Se comprometen a respetar el cumplimiento de ese derecho en la totalidad de su territorio y en relación a toda su población. El territorio de un Estado no es algo irrelevante para la Unión Europea: es el ámbito de aplicación espacial de su Derecho y de realización de sus políticas. Si el Reino Unido -o cualquier Estado- consiente la reducción de su territorio está afectando de forma negativa y grave a la Unión al fragmentar el espacio europeo. La Comisión Europea tiene el deber de recordar esto, y no lo ha hecho: que es mucho más grave, para Europa, destruir un Estado que excederse dos décimas en el déficit público.

La Comisión Europea entiende que la secesión del territorio de un Estado no es contraria al Derecho comunitario europeo y que, por tanto, si un Estado miembro consiente su fragmentación, y con ello la reducción del territorio de la Unión, no está violando el Derecho Europeo. Frente a esta tesis, considero que una interpretación sistemática y finalista de los Tratados conduce a entender lo contrario. Si los Tratados no prohíben los procesos separatistas es porque no se considera necesario hacerlo expresamente, en la medida en que dicha prohibición se deduce de los valores, principios y fines de la Unión. Estos se sintetizan en la voluntad de alcanzar “una unión cada vez más estrecha entre los pueblos europeos”. Es evidente que el fortalecimiento de la Unión es absolutamente incompatible con la fragmentación de los Estados miembros.

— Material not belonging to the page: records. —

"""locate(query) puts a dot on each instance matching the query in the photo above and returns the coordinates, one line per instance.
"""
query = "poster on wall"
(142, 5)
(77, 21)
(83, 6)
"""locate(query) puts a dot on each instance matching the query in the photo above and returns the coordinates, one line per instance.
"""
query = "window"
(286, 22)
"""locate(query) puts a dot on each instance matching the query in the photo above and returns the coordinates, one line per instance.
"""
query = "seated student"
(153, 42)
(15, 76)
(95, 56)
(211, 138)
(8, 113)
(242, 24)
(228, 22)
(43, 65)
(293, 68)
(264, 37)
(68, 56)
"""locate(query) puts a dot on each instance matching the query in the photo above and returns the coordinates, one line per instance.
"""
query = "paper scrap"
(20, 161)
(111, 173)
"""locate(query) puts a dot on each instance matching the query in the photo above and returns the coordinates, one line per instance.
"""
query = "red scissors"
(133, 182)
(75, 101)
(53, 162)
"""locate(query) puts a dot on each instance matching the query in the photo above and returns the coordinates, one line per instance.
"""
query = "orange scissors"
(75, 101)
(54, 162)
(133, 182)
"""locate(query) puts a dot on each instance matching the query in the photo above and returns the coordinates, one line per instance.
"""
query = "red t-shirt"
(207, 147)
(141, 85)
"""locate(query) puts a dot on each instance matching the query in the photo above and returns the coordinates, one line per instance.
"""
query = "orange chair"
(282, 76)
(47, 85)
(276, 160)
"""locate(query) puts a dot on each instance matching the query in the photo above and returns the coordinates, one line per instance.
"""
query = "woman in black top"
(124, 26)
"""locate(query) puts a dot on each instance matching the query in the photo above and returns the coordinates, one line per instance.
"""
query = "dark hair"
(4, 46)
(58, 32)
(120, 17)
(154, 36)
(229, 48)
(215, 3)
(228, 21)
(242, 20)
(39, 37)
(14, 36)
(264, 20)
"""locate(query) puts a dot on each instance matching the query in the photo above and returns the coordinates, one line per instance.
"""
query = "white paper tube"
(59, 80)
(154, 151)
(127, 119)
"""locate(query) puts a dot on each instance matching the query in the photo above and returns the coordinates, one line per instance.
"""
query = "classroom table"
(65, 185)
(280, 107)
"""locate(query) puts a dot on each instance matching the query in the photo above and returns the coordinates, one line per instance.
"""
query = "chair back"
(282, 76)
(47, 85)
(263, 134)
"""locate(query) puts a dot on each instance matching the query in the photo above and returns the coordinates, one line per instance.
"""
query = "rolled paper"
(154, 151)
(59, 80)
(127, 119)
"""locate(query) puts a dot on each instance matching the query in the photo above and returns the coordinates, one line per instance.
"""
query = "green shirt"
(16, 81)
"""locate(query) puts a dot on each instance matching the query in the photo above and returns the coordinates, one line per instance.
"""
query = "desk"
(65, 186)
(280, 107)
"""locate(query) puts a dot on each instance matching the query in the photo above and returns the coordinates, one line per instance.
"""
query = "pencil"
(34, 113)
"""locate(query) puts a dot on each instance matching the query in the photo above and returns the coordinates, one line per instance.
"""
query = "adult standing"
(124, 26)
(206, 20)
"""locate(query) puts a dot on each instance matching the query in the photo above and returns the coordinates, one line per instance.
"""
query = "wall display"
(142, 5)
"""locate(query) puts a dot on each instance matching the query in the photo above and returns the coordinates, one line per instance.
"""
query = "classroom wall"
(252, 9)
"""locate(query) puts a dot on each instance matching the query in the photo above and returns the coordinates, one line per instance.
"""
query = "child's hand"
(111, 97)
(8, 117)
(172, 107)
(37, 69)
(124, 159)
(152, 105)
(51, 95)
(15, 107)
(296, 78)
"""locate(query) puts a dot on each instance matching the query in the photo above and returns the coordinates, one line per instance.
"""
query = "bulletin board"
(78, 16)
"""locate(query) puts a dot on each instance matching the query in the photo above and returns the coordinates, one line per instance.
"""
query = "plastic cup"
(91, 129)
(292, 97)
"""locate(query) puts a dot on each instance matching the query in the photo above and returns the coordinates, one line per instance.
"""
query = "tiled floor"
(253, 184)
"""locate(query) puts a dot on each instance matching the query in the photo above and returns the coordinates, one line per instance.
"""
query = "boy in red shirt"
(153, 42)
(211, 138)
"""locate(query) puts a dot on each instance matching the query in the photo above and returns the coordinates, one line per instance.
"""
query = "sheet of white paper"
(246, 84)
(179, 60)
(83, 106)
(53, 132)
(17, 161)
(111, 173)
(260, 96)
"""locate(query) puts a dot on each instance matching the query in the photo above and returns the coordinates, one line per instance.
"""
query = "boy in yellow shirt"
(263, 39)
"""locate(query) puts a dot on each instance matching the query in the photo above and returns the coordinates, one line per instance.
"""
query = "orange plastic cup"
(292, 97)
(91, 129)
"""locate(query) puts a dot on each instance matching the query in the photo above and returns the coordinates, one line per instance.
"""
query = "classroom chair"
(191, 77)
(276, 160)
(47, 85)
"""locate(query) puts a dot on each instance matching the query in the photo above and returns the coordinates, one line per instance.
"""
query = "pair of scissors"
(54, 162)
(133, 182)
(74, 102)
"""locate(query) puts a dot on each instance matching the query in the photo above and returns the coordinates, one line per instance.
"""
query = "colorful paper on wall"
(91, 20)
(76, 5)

Partiendo de que el secesionismo es incompatible con los valores de la Unión Europea,- y para evitar nuevos experimentos que vuelvan a poner a Europa en vilo y en peligro- los Estados miembros podrían y deberían ratificar por unanimidad una reforma del Tratado en la que se estableciera expresamente la prohibición de consentir cualquier secesión dentro de un Estado miembro. Y la prohibición de ingreso de cualquier Estado surgido de la fragmentación de otro. Como la reforma del Tratado es una operación lenta y compleja, mientras esta se tramita, las instituciones europeas, Consejo, Comisión y Parlamento deberían aprobar, cada una en el ámbito de sus competencias, declaraciones en las que se subrayase la incompatibilidad entre la Unión Europea como proyecto integrador y los intentos de fragmentación de los Estados miembros. Y en consecuencia, la negativa a admitir en la Unión a un territorio que se ha independizado de un Estado miembro. Al fin y al cabo, resulta absolutamente incomprensible que quien aspira a una soberanía propia e ilimitada, y para ello quiere independizarse de un Estado, sea admitido en una organización cuya razón de ser y finalidad es, precisamente, compartir la soberanía.

En la Europa del siglo XXI, la ruptura de una comunidad política y la fragmentación de una sociedad no pueden presentarse nunca como un objetivo democrático legítimo. El derecho de secesión sólo puede justificarse –desde un punto de vista ético y jurídico- en el caso de comunidades cuyos miembros no vean respetados sus derechos fundamentales. Y es evidente que no es el caso del Reino Unido ni de España.